When available fresh fruit and vegetables were bought from the locals and added to the meals or cut up for us at lunch. The bananas on the track were sweet and tasted unbelievable. You could buy them  locally as there were several pop-up shops on the way. The most popular was the "Kokoda happy meal". A can of the dark, bubbly fluid with a packet of Twisties. This was worth ten Kina in most stores. Many of the mobile market stall owners did not believe in giving change and I waited for my 1 Kina in change for a couple of minutes on one occasion just to see what happened. Except for all involved being embarrassed, nothing much happened.

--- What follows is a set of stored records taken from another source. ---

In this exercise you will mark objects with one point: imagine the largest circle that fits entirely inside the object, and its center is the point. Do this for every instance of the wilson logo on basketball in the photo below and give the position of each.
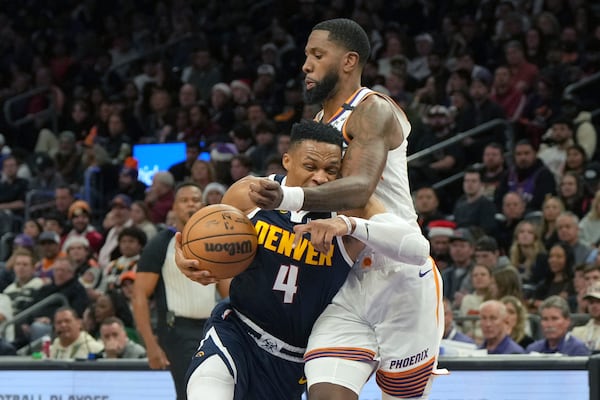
(244, 247)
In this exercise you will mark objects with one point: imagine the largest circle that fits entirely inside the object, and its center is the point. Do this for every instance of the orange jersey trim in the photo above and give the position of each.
(405, 384)
(346, 353)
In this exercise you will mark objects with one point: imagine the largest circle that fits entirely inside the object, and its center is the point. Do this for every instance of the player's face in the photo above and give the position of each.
(188, 200)
(323, 58)
(311, 163)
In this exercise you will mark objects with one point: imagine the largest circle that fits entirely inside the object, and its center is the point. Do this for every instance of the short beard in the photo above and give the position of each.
(322, 90)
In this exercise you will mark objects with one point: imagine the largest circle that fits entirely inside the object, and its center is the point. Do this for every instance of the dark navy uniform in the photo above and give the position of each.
(262, 331)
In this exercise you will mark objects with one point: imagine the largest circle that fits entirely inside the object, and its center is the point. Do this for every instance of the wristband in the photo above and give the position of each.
(348, 223)
(293, 199)
(361, 230)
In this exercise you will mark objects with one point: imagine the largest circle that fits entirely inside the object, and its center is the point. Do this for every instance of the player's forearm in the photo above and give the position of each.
(343, 194)
(141, 313)
(393, 237)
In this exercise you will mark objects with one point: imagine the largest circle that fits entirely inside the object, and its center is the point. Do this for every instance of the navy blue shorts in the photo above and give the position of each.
(258, 374)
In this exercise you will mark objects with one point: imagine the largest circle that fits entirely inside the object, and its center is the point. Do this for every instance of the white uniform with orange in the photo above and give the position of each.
(387, 313)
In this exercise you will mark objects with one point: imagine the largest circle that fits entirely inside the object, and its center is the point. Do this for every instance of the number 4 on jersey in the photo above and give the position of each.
(286, 282)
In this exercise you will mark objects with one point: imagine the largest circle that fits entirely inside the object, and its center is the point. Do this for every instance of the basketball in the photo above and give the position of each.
(221, 238)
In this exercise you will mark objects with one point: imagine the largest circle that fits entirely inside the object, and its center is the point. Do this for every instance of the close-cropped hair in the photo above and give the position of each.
(312, 130)
(349, 35)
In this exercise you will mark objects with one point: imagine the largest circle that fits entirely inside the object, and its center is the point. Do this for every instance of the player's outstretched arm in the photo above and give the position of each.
(385, 233)
(375, 130)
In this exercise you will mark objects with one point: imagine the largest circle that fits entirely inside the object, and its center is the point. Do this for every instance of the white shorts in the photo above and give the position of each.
(390, 315)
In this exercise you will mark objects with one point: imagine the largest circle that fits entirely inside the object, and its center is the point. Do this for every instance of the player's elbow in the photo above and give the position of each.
(362, 191)
(414, 249)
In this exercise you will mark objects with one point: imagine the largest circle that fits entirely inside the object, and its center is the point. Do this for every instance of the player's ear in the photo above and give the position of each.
(351, 60)
(286, 161)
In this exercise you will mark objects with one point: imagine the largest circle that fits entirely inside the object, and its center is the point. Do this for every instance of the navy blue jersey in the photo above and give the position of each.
(284, 290)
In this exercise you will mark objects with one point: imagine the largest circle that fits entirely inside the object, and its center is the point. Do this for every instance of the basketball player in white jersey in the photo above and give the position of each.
(388, 316)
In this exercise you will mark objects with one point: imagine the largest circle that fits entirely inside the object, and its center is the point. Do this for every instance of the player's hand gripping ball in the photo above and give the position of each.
(221, 238)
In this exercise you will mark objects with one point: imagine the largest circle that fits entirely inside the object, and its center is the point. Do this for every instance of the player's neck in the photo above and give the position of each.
(331, 105)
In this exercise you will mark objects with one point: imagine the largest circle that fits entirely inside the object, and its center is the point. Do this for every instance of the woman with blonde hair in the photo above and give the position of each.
(202, 173)
(527, 252)
(516, 317)
(481, 278)
(552, 207)
(505, 282)
(589, 227)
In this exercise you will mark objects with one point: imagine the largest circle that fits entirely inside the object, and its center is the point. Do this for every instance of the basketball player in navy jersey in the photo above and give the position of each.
(393, 325)
(253, 345)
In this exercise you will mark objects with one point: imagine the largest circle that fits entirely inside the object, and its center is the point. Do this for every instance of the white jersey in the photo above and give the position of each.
(393, 188)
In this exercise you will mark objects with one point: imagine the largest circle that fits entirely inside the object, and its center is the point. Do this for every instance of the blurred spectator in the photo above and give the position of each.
(556, 319)
(12, 188)
(221, 108)
(50, 246)
(140, 215)
(473, 208)
(241, 166)
(443, 163)
(79, 215)
(577, 160)
(529, 177)
(506, 282)
(68, 158)
(590, 332)
(112, 304)
(129, 183)
(567, 227)
(457, 276)
(589, 226)
(46, 175)
(439, 233)
(553, 151)
(481, 279)
(524, 74)
(64, 196)
(203, 73)
(266, 146)
(482, 109)
(115, 341)
(78, 250)
(559, 281)
(213, 193)
(53, 221)
(417, 66)
(65, 282)
(131, 242)
(528, 254)
(202, 173)
(427, 207)
(513, 212)
(573, 193)
(118, 218)
(118, 142)
(182, 170)
(71, 341)
(584, 131)
(487, 253)
(493, 319)
(22, 290)
(451, 332)
(504, 93)
(493, 170)
(551, 209)
(160, 195)
(243, 139)
(517, 321)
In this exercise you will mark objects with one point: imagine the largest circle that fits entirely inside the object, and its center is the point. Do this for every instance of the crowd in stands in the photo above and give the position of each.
(515, 236)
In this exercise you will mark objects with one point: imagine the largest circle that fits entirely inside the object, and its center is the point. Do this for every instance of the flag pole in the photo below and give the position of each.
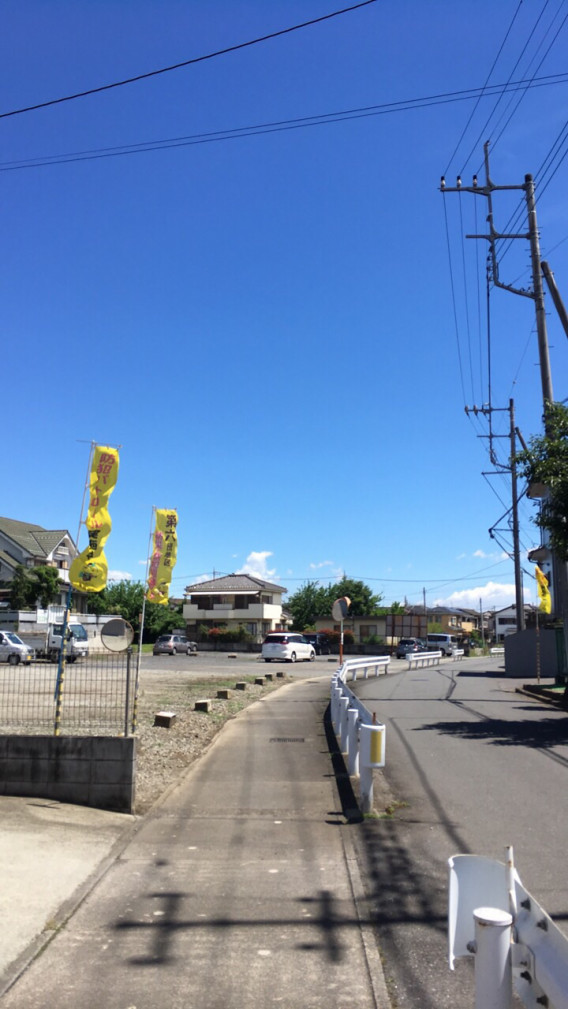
(60, 681)
(141, 630)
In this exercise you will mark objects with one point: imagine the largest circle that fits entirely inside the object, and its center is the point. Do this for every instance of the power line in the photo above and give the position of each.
(233, 133)
(185, 63)
(474, 110)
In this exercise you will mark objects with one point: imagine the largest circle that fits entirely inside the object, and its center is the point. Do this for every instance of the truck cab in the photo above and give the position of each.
(13, 650)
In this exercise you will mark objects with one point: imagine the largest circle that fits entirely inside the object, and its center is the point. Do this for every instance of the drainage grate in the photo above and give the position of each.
(287, 739)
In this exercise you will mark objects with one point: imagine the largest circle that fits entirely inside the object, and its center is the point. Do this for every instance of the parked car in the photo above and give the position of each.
(288, 646)
(444, 643)
(408, 645)
(320, 643)
(171, 644)
(13, 650)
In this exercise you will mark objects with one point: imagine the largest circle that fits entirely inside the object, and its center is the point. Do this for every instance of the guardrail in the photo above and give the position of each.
(361, 738)
(515, 942)
(417, 660)
(351, 667)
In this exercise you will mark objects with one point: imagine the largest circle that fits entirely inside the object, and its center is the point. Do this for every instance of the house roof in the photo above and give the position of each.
(35, 540)
(235, 583)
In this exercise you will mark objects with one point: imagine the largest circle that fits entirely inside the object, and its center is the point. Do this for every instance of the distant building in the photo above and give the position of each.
(32, 546)
(235, 600)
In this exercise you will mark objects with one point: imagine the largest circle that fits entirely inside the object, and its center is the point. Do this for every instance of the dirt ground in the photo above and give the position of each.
(163, 754)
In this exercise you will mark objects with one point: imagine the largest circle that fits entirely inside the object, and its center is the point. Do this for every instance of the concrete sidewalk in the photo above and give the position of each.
(239, 888)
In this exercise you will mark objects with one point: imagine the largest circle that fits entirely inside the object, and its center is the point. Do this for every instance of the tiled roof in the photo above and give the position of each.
(33, 539)
(233, 583)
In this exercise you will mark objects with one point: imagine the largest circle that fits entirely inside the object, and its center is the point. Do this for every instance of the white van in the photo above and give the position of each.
(444, 643)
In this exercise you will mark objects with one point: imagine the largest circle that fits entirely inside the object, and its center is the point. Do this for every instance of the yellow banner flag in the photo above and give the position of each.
(163, 557)
(89, 571)
(545, 604)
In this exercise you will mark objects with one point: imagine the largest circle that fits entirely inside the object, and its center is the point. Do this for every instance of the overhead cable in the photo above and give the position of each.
(185, 63)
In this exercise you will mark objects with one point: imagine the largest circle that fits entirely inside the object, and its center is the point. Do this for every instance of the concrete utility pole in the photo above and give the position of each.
(487, 412)
(519, 597)
(560, 571)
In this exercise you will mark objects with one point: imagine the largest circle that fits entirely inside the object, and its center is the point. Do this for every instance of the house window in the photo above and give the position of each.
(367, 630)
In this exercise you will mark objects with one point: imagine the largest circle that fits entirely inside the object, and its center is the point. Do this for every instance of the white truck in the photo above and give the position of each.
(13, 650)
(45, 641)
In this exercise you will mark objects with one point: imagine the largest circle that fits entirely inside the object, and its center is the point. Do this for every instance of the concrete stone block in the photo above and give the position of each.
(202, 705)
(164, 718)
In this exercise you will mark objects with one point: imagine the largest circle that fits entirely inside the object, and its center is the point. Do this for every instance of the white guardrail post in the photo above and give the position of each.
(493, 982)
(360, 739)
(371, 755)
(492, 917)
(352, 741)
(343, 705)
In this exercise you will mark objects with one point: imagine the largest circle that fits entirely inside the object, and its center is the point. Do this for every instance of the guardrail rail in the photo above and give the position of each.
(361, 738)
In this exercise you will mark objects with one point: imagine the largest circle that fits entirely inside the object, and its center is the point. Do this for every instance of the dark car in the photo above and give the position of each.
(171, 644)
(320, 643)
(409, 645)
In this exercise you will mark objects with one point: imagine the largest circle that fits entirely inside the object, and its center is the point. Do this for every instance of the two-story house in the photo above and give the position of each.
(235, 600)
(32, 546)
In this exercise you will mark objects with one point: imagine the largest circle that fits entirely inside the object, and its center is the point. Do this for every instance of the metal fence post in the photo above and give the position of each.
(493, 980)
(127, 694)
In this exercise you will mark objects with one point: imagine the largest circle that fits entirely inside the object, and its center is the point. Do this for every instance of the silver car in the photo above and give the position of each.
(288, 646)
(13, 650)
(171, 644)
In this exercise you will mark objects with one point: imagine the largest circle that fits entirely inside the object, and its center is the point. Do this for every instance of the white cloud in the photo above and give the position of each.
(255, 564)
(119, 576)
(493, 595)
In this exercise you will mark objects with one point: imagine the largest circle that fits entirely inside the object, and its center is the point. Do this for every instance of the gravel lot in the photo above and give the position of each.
(163, 754)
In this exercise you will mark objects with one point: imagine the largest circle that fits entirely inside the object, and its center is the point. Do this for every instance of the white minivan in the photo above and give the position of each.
(444, 643)
(288, 646)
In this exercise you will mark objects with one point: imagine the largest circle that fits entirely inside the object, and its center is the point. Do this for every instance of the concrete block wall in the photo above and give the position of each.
(90, 771)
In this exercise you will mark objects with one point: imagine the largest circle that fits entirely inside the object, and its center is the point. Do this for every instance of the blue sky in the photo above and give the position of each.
(265, 323)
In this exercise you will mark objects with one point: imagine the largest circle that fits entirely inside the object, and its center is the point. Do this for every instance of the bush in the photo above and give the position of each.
(334, 637)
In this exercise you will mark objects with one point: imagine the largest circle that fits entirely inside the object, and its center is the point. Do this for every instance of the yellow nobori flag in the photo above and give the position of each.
(89, 571)
(163, 556)
(545, 604)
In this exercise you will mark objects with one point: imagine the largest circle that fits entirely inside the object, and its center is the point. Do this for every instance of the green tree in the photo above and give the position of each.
(43, 586)
(313, 600)
(546, 461)
(309, 602)
(125, 598)
(19, 588)
(364, 602)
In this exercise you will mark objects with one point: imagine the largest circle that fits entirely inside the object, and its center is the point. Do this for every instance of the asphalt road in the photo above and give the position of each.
(203, 664)
(475, 767)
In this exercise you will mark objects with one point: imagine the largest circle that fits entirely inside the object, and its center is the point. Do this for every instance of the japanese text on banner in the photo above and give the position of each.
(89, 571)
(545, 604)
(163, 557)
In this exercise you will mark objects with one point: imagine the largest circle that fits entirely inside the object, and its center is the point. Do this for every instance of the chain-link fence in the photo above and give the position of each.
(96, 696)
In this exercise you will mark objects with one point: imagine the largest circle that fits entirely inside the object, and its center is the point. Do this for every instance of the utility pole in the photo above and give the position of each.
(516, 548)
(560, 570)
(487, 412)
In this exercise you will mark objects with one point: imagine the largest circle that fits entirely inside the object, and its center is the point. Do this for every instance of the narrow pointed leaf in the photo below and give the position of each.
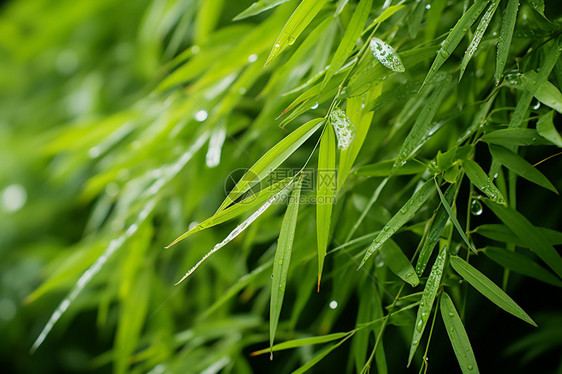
(521, 264)
(520, 166)
(489, 289)
(233, 211)
(258, 7)
(478, 34)
(506, 33)
(401, 217)
(435, 231)
(422, 129)
(479, 179)
(349, 40)
(398, 263)
(453, 217)
(282, 259)
(271, 160)
(546, 129)
(301, 17)
(457, 335)
(528, 234)
(426, 303)
(325, 188)
(303, 342)
(455, 37)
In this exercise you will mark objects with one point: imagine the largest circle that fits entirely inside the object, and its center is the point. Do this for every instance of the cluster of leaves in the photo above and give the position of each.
(429, 155)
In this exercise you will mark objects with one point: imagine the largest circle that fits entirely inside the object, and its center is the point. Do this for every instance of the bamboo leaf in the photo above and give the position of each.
(233, 211)
(506, 33)
(384, 169)
(349, 40)
(521, 264)
(303, 342)
(401, 217)
(457, 335)
(478, 34)
(398, 263)
(546, 129)
(453, 217)
(301, 17)
(528, 234)
(515, 137)
(435, 231)
(489, 289)
(257, 8)
(326, 188)
(271, 160)
(520, 166)
(479, 178)
(422, 129)
(283, 259)
(426, 303)
(455, 37)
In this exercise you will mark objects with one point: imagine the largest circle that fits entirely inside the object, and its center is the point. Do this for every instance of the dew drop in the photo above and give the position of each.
(476, 208)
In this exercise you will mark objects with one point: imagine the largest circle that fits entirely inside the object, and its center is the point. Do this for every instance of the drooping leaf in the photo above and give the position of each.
(326, 189)
(546, 129)
(528, 234)
(520, 166)
(283, 259)
(478, 34)
(271, 160)
(400, 218)
(457, 335)
(479, 179)
(422, 129)
(301, 17)
(455, 37)
(426, 303)
(506, 33)
(489, 289)
(349, 40)
(521, 264)
(398, 263)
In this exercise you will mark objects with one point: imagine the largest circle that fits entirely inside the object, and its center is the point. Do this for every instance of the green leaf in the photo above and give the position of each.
(520, 166)
(303, 342)
(435, 231)
(349, 40)
(422, 129)
(258, 7)
(233, 211)
(546, 129)
(515, 137)
(455, 37)
(384, 169)
(426, 303)
(301, 17)
(271, 160)
(326, 189)
(489, 289)
(283, 259)
(528, 234)
(398, 263)
(401, 217)
(453, 217)
(521, 264)
(552, 55)
(506, 33)
(479, 178)
(478, 34)
(457, 335)
(503, 234)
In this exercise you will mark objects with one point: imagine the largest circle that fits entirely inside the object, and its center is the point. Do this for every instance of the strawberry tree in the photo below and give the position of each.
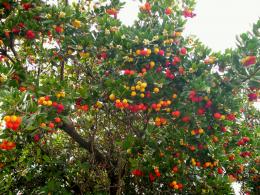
(92, 106)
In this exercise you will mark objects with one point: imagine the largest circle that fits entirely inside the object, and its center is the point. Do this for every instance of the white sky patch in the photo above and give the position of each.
(219, 21)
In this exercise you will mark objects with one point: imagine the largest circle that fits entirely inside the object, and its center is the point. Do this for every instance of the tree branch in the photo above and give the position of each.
(70, 130)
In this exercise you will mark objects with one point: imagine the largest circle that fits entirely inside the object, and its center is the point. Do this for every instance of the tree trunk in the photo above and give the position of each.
(113, 188)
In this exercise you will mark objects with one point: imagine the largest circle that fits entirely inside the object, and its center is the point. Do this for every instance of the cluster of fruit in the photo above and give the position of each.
(13, 122)
(7, 145)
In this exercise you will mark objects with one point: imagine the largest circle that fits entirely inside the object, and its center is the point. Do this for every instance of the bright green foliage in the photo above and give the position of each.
(107, 108)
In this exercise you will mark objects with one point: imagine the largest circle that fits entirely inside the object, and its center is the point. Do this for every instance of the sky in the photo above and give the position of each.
(217, 22)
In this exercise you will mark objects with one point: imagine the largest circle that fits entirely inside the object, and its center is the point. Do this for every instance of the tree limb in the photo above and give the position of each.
(70, 130)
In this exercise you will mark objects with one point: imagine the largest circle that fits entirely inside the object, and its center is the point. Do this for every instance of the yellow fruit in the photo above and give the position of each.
(156, 50)
(149, 52)
(152, 64)
(112, 97)
(76, 23)
(13, 118)
(61, 15)
(133, 93)
(177, 34)
(156, 90)
(174, 183)
(99, 104)
(139, 82)
(42, 99)
(144, 85)
(133, 88)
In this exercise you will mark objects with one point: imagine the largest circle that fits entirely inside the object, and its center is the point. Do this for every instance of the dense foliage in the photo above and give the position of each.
(90, 105)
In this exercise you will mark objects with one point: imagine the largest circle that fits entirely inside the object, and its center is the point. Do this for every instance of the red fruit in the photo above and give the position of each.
(9, 125)
(36, 138)
(57, 120)
(183, 51)
(176, 113)
(201, 111)
(223, 129)
(220, 170)
(15, 126)
(26, 6)
(217, 115)
(59, 29)
(231, 117)
(168, 11)
(84, 108)
(6, 5)
(15, 30)
(147, 6)
(54, 104)
(103, 55)
(208, 104)
(180, 186)
(176, 60)
(252, 97)
(249, 60)
(188, 13)
(161, 52)
(246, 139)
(51, 125)
(151, 177)
(231, 157)
(175, 169)
(157, 172)
(137, 172)
(185, 119)
(30, 34)
(21, 25)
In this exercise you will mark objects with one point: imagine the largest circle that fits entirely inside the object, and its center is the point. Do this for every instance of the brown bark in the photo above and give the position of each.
(71, 131)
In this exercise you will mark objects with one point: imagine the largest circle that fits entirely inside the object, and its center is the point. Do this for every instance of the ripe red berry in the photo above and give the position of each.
(217, 115)
(183, 51)
(176, 113)
(30, 34)
(220, 170)
(51, 125)
(168, 11)
(57, 120)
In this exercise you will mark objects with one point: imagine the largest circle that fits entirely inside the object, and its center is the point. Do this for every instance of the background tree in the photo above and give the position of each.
(92, 106)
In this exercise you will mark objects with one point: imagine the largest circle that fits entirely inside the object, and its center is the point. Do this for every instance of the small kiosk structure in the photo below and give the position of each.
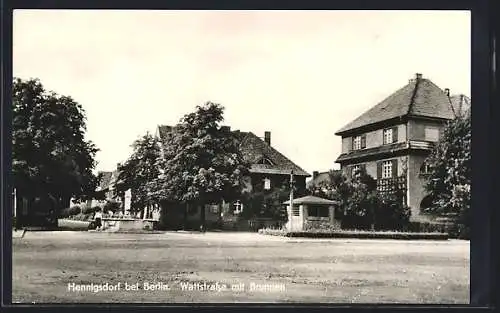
(311, 212)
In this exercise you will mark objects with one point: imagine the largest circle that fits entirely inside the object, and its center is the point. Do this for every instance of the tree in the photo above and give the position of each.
(50, 157)
(449, 180)
(140, 169)
(361, 205)
(202, 162)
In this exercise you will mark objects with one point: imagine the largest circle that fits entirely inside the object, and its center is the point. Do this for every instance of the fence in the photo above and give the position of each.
(392, 185)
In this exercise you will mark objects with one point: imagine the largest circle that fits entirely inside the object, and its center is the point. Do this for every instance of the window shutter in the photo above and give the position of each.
(395, 134)
(395, 168)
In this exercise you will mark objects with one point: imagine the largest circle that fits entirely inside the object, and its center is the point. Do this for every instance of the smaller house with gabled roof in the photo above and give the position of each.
(269, 168)
(391, 140)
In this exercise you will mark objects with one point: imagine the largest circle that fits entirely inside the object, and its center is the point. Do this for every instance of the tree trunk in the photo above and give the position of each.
(185, 216)
(202, 217)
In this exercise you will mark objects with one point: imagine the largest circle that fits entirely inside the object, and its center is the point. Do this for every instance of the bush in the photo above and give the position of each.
(72, 211)
(112, 206)
(394, 235)
(91, 210)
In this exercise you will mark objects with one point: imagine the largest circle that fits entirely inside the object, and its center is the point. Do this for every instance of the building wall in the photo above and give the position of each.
(417, 129)
(374, 138)
(371, 166)
(277, 181)
(416, 186)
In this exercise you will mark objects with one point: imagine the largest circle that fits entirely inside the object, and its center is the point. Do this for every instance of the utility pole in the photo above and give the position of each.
(291, 200)
(15, 202)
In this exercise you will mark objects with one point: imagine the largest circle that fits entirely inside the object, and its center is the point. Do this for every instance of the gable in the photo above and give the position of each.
(420, 97)
(262, 157)
(255, 150)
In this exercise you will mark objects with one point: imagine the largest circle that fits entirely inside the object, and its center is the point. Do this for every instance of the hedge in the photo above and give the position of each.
(356, 234)
(72, 211)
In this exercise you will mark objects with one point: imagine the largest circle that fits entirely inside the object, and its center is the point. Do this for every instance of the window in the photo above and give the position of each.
(388, 138)
(265, 161)
(431, 133)
(359, 142)
(425, 168)
(267, 184)
(238, 207)
(356, 170)
(387, 169)
(318, 211)
(356, 143)
(213, 208)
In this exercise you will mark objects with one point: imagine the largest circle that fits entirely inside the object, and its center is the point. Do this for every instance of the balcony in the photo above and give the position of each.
(420, 145)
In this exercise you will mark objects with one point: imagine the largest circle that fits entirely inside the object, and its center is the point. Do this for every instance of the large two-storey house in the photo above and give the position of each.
(392, 140)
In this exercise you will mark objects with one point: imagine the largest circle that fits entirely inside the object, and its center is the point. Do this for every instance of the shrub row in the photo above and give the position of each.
(357, 234)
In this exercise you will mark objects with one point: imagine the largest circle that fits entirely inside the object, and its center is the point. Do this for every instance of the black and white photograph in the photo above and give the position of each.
(211, 156)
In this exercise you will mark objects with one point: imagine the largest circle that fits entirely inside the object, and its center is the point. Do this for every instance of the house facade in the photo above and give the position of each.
(392, 140)
(269, 169)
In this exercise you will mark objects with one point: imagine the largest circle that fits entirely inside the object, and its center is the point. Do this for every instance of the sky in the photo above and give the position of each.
(302, 75)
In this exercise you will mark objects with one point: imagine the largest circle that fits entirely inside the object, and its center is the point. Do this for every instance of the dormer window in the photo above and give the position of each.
(390, 135)
(425, 169)
(265, 161)
(358, 142)
(267, 184)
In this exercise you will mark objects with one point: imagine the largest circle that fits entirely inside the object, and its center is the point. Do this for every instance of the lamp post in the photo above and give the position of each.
(291, 200)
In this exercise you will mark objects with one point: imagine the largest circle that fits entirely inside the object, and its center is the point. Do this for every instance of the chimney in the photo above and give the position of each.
(267, 137)
(315, 174)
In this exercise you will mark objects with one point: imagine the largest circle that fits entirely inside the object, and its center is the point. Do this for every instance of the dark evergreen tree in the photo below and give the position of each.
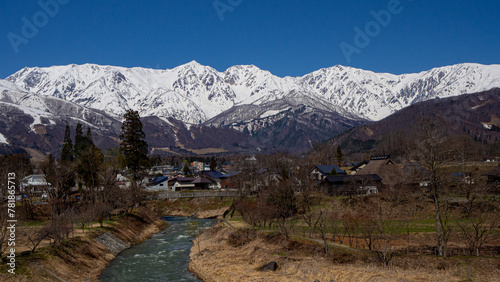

Fifty cents lost - oh well!

I was relieved to find the boys scrubbing the pots and crockery with a lot of soap after every meal. An awesome job.

Smiddy new the best rivers and water sources on the trail and I have to say that the water was always crystal clear and tasted like water should. Soft, untreated and a pleasure to drink. I did drop an iodine tablet in each bottle just to make sure but none of us had any problems .





You only need one pair of hiking clothes on the trail. Every evening in the village the opportunity arose to wash our clothes under a tap or in a glorious, crystal-clear stream. White is not a good colour to wear on the track. My hiking shirt was looking a brownie, smudged grey after two days playing around in these muddy hills. Do bring some warm clothes for the evenings.

You do adapt to washing yourself in a stream or under a bamboo pipe with water continuously running through it. If you are looking to have hot water, a soap holder or privacy during your shower maybe the Kokoda track is not the place for you.

Myola is named after one of the wives of a Lieutenant that served in Kokoda.